Public RL Runtime API #

Runtime-facing RL tools under NN.API.rl.*: rollout boundary checks, Gymnasium sessions, Float32/interval numerics, and PPO actor-critic wiring.

Casting to Other Scalar Backends #

The trust-boundary checker validates rollout JSON in host Float, because that is the interchange format. The functions below cast accepted rollouts into the runtime scalar chosen for the proof or training path.

source

def NN.API.rl.boundary.castObs {α : Type} [Runtime.Scalar α] {obsShape : Spec.Shape} (t : Spec.Tensor Float obsShape) :

Spec.Tensor α obsShape

Cast a Float observation tensor into a runtime scalar backend α.

Instances For

source

def NN.API.rl.boundary.castTransition {α : Type} [Runtime.Scalar α] {obsShape : Spec.Shape} {nActions : ℕ} (tr : Transition obsShape nActions) :

Spec.RL.ObservedTransition (Spec.Tensor α obsShape) (Fin nActions) α

Cast a validated Float transition into a runtime scalar backend α.

Instances For

source

def NN.API.rl.boundary.castRollout {α : Type} [Runtime.Scalar α] {obsShape : Spec.Shape} {nActions : ℕ} (xs : Array (Transition obsShape nActions)) :

Array (Spec.RL.ObservedTransition (Spec.Tensor α obsShape) (Fin nActions) α)

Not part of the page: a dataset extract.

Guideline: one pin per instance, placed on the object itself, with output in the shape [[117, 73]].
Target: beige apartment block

Cast a whole rollout into a runtime scalar backend α.

Instances For

source

def NN.API.rl.boundary.loadRolloutCast {α : Type} [Runtime.Scalar α] {obsShape : Spec.Shape} {nActions : ℕ} (path : String) (c : Contract obsShape nActions) :

IO (Array (Spec.RL.ObservedTransition (Spec.Tensor α obsShape) (Fin nActions) α))

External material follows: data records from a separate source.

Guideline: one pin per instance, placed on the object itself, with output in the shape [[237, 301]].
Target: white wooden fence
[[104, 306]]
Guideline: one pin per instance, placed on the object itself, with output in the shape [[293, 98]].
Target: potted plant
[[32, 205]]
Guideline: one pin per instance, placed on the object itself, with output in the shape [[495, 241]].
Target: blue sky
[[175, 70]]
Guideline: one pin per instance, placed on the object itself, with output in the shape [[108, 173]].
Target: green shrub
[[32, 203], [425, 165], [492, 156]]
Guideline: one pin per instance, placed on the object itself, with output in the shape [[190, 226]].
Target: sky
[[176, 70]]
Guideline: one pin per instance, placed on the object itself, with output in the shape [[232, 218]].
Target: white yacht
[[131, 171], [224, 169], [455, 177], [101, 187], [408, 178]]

Load a rollout JSON file, validate it with the boundary contract, then cast to scalar α.

Instances For

source

def NN.API.rl.ppo.instantiateActorCritic {stateShape : Spec.Shape} {batch nActions : ℕ} {α : Type} [Fact (0 < batch)] [Fact (0 < nActions)] [Semantics.Scalar α] [DecidableEq Spec.Shape] [Runtime.Scalar α] [Runtime.Autograd.Torch.Internal.CudaBridge.TensorConv α] (opts : Runtime.Autograd.Torch.Options) (actor : TorchLean.NN.Seq stateShape (Spec.Shape.dim batch (Spec.Shape.dim nActions Spec.Shape.scalar))) (critic : TorchLean.NN.Seq stateShape (Spec.Shape.dim batch (Spec.Shape.dim 1 Spec.Shape.scalar))) (cast : Float → α := Runtime.ofFloat) :

IO (Runtime.Autograd.TorchLean.ScalarModule α (actor.paramShapes ++ critic.paramShapes) [stateShape, Spec.Shape.dim batch (Spec.Shape.dim nActions Spec.Shape.scalar), Spec.Shape.dim batch Spec.Shape.scalar, Spec.Shape.dim batch Spec.Shape.scalar, Spec.Shape.dim batch (Spec.Shape.dim 1 Spec.Shape.scalar)])

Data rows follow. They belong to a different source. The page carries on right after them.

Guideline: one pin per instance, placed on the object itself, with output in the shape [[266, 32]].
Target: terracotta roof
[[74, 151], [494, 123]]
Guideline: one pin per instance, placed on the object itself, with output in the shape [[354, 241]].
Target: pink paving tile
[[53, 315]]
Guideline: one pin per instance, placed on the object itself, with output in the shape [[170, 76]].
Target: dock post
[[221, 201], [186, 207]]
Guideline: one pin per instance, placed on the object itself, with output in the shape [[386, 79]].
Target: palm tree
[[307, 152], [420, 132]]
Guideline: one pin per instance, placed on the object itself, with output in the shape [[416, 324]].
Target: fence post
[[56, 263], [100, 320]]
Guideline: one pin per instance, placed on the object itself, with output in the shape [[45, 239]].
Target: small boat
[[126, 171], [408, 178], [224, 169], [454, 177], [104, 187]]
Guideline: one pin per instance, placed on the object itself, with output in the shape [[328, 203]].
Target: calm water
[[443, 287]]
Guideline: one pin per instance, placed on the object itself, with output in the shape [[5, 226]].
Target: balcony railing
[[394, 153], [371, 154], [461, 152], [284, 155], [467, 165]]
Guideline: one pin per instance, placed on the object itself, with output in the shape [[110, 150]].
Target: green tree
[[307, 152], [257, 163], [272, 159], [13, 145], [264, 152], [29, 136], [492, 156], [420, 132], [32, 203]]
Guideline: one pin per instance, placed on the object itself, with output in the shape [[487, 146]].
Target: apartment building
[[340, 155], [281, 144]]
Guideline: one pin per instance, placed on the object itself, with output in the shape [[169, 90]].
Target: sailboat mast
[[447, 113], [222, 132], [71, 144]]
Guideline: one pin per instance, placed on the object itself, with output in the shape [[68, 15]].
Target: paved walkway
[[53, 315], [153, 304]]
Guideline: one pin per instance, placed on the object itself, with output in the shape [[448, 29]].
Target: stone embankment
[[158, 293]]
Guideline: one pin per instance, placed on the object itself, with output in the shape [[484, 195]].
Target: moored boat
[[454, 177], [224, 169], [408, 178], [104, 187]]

Instantiate the standard PPO actor-critic runtime module.

Instances For

source

def NN.API.rl.ppo.optimizerInputs {α : Type} [Semantics.Scalar α] [Runtime.Scalar α] {paramShapes inputShapes : List Spec.Shape} (m : Runtime.Autograd.TorchLean.ScalarModule α paramShapes inputShapes) (cfg : TorchLean.Trainer.Optimizer) :

IO (Runtime.Autograd.Torch.TList α inputShapes → IO Unit)

Create a PPO actor-critic update function from the public optimizer config.

Instances For

source

def NN.API.rl.ppo.params {α : Type} [Semantics.Scalar α] {paramShapes inputShapes : List Spec.Shape} (m : Runtime.Autograd.TorchLean.ScalarModule α paramShapes inputShapes) :

IO (Runtime.Autograd.Torch.TList α paramShapes)

Read the concatenated actor-critic parameter pack from a PPO runtime module.

Instances For

source

def NN.API.rl.ppo.splitActorCriticParams {σ₁ τ₁ σ₂ τ₂ : Spec.Shape} (actor : TorchLean.NN.Seq σ₁ τ₁) (critic : TorchLean.NN.Seq σ₂ τ₂) {α : Type} (ps : Runtime.Autograd.Torch.TList α (actor.paramShapes ++ critic.paramShapes)) :

Runtime.Autograd.Torch.TList α actor.paramShapes × Runtime.Autograd.Torch.TList α critic.paramShapes

Split a concatenated actor-critic parameter pack into (actorParams, criticParams).

Instances For

source

def NN.API.rl.ppo.actorPolicyFromParams {obsShape logitsShape rolloutStateShape rolloutLogitsShape rolloutValueShape : Spec.Shape} {α : Type} [Semantics.Scalar α] (actorObs : TorchLean.NN.Seq obsShape logitsShape) (actorCompiled : Runtime.Autograd.Torch.CompiledOut α (actorObs.paramShapes ++ [obsShape]) logitsShape) (actorRollout : TorchLean.NN.Seq rolloutStateShape rolloutLogitsShape) (criticRollout : TorchLean.NN.Seq rolloutStateShape rolloutValueShape) (psAll : Runtime.Autograd.Torch.TList α (actorRollout.paramShapes ++ criticRollout.paramShapes)) (sameActorParams : actorRollout.paramShapes = actorObs.paramShapes := by rfl) :

Spec.Tensor α obsShape → Spec.Tensor α logitsShape

Build a compiled actor-policy predictor from an actor-critic parameter pack.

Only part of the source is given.